Book Recommendations

5 results

Eichmann's Jews

Author
Doron Rabinovici

Polity Press brought out a translation of Doron Rabinovici's excellent Eichmann's Jews, a study of the leadership of the Vienna Jewish community and how they were trapped into cooperating with Adolf Eichmann. A chilling, sober study and highly recommended. 

Last Waltz in Vienna

Author
George Clare

George Clare, who died in 2009, wrote a memoir, Last Waltz in Vienna, a poignant family history. The book has been in and out of print for years, and you can find it on amazon.com or amazon.co.uk. The Independent in London published this obituary on Clare.

Old Masters

Author
Thomas Bernhard

This short novel is one long monologue, in which one elderly friend meets another friend each week in front of a Tintoretto in the Kunsthistorishes Museum in Vienna. His friend rails at what perfectly horrible people the Austrians are.

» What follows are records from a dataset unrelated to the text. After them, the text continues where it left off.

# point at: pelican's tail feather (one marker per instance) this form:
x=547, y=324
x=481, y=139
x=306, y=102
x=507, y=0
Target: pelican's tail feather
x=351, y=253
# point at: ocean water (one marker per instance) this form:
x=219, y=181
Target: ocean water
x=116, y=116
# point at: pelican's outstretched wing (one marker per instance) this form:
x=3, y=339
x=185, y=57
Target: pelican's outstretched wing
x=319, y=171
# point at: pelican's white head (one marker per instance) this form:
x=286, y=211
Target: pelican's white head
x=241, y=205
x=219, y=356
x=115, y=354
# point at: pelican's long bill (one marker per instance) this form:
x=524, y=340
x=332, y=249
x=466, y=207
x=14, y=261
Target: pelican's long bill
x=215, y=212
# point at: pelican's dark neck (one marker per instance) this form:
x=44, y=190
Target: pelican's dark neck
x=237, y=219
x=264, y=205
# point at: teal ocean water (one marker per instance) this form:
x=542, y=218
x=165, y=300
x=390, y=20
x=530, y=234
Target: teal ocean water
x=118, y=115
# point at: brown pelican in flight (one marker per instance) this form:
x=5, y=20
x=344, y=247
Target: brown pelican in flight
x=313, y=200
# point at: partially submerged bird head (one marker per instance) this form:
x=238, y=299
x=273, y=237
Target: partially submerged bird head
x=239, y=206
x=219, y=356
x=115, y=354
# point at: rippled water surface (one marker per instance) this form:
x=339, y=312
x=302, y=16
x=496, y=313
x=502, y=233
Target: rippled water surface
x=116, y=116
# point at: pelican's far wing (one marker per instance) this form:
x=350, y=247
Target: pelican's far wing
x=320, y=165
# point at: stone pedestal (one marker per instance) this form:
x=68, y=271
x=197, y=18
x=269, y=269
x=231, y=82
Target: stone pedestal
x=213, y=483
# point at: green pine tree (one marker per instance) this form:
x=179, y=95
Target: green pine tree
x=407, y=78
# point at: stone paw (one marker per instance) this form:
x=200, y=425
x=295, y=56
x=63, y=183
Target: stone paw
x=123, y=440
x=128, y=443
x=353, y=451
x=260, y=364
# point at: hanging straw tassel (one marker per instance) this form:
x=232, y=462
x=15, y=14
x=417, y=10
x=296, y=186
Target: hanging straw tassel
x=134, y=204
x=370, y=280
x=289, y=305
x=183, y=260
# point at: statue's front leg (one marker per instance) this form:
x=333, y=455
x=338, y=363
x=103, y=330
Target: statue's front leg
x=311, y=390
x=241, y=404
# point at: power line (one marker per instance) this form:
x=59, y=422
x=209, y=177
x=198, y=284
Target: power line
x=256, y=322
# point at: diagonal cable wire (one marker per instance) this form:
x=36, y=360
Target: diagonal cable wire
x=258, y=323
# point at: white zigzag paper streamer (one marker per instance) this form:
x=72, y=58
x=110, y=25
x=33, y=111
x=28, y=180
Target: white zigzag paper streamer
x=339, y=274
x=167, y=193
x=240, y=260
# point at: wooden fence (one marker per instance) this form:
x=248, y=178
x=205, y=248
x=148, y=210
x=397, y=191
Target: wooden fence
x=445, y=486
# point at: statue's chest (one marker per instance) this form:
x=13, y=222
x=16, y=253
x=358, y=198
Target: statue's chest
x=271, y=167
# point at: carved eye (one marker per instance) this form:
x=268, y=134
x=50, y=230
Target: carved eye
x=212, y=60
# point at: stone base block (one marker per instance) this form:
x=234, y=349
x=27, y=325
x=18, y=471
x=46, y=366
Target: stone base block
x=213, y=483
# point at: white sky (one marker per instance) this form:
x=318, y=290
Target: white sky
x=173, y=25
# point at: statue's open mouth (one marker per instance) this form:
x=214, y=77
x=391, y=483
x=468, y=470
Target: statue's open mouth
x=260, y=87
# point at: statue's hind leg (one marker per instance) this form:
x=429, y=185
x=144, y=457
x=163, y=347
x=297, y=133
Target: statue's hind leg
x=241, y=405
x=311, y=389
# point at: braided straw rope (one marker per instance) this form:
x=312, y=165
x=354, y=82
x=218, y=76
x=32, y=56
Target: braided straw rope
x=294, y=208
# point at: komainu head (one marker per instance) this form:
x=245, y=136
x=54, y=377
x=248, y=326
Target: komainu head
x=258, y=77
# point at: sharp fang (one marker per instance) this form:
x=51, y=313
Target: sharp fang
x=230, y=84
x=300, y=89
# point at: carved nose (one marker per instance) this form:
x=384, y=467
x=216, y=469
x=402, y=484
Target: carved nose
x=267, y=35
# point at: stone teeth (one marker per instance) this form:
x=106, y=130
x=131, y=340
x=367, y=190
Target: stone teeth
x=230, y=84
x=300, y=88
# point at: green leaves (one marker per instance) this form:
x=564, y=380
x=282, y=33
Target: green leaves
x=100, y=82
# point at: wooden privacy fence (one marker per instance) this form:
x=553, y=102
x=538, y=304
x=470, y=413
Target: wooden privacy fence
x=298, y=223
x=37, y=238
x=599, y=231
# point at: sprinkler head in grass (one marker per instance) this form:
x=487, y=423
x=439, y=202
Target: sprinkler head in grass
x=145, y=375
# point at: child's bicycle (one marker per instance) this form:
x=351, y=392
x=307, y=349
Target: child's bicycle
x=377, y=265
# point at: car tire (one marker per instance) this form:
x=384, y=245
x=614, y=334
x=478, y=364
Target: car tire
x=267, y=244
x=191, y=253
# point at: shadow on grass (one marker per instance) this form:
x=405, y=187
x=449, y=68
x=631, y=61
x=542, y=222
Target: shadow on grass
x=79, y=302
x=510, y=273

Written by an author who makes all other misanthropes seem like St Thomas Aquinas, this is the funniest and most brilliant book one can find on postwar Austria.

The Hare with Amber Eyes

Author
Edmund de Waal

We expect everyone to read The Hare with Amber Eyes, by Edmund de Waal. When the author, a sculptor in London, inherits 264 small Japanese figures, he decides to take a journey through his family’s rise—and dramatic fall, which begins in Odessa, travels to Paris, and ends in Vienna. Watch an interview with the author.

The Lady in Gold

Author
Anne-Marie O'Connor

We also recommend Anne-Marie O'Connor's The Lady in Gold, which tells the story of Gustav Klimt's painting of Adele Bloch-Bauer. Adele died in 1934 and in her will, she asked her husband to donate the portrait to an Austrian museum. Yet in 1938, her husband fled Vienna for his life and died in greatly reduced circumstances in Switzerland. He was the painting's owner and wanted to give it to his niece, Marie Altman. The Austrians would not budge. Into the picture walked a young, relatively untested lawyer, Randol Schoenberg. O'Connor, an investigative reporter for The Los Angeles Times, digs deep into turn-of-the-century Vienna, the Second World War, and Schoenberg's battle to get the painting back. The book was filmed in Vienna, with Helen Mirren playing Marie Altman.